“‘With one accord, that you were in love!’
“‘You have already entrapped me into a confession on that point. Chaunt, Circe!’
“‘But the accord ends there; we are not unanimous as to the charmer’s name.’
“‘Not unanimous? I don’t understand.’
“‘Well, we female doctors are agreed as to the disease, but differ as to its cause. The majority of the Faculty at Elmington assign, as the source of your trouble, Mary’s soulful eyes; but one or two, even of us, and most of the neighboring physicians, urge another name; while one or two, with the frankness so common among doctors, admit that they do not know what is the matter with you.’
“‘You surprise me! I had gathered from what you said but a moment ago, that the symptoms in my case were so pronounced as not even to require a formal diagnosis.’
“‘But doctors will differ, and when they do—’

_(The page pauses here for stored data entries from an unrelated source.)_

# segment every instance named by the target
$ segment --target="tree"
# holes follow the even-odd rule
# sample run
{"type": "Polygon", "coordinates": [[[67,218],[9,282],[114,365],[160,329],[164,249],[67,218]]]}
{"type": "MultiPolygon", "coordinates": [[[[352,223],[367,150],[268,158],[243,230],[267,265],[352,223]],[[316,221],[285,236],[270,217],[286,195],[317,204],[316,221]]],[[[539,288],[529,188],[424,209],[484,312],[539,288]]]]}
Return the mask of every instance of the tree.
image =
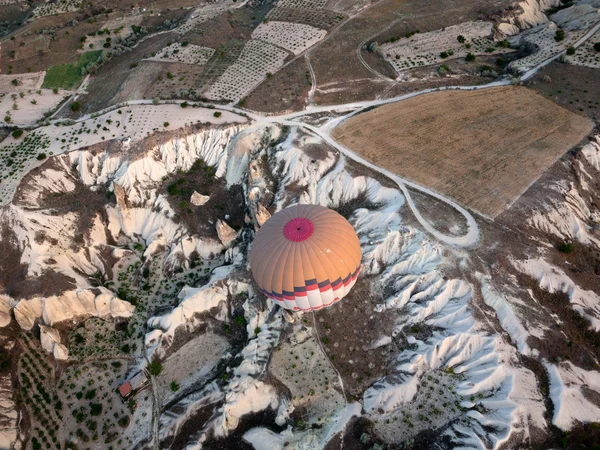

“‘The patient must decide. Well, I have done so. But—to drop your metaphor—I cannot conceive what you mean by suggesting that I have the credit of adoring two or more young persons?’
“You may recall, Jack, that the Silent Tomb was equally perplexed on the same point, and that when I asked him ‘Mary or Lucy?’ he amazed our whole circle by bursting into a laugh. Then the wretch, in repeating the names after me, so carefully abstained from placing the accent of astonishment on either, that not even a professional piano-tuner could have detected any difference in the sounds—oh, the artesian well! I remembered this. The Don had expressed no surprise when I named Mary Rolfe; probably, then, it was the mention of Lucy that had amazed the S. T. It flashed across my female mind, in the tenth part of a second, how singularly Mr. Frobisher had acted, after the first flush of astonishment was over,—how he pursed up his brow, gazed far away, in fact, mooned around in the most absurd fashion, instead of telling me all about it at once. Would the Don, too, laugh, when I mentioned Lucy’s name?
“‘We do you that honor, at any rate,’ said I.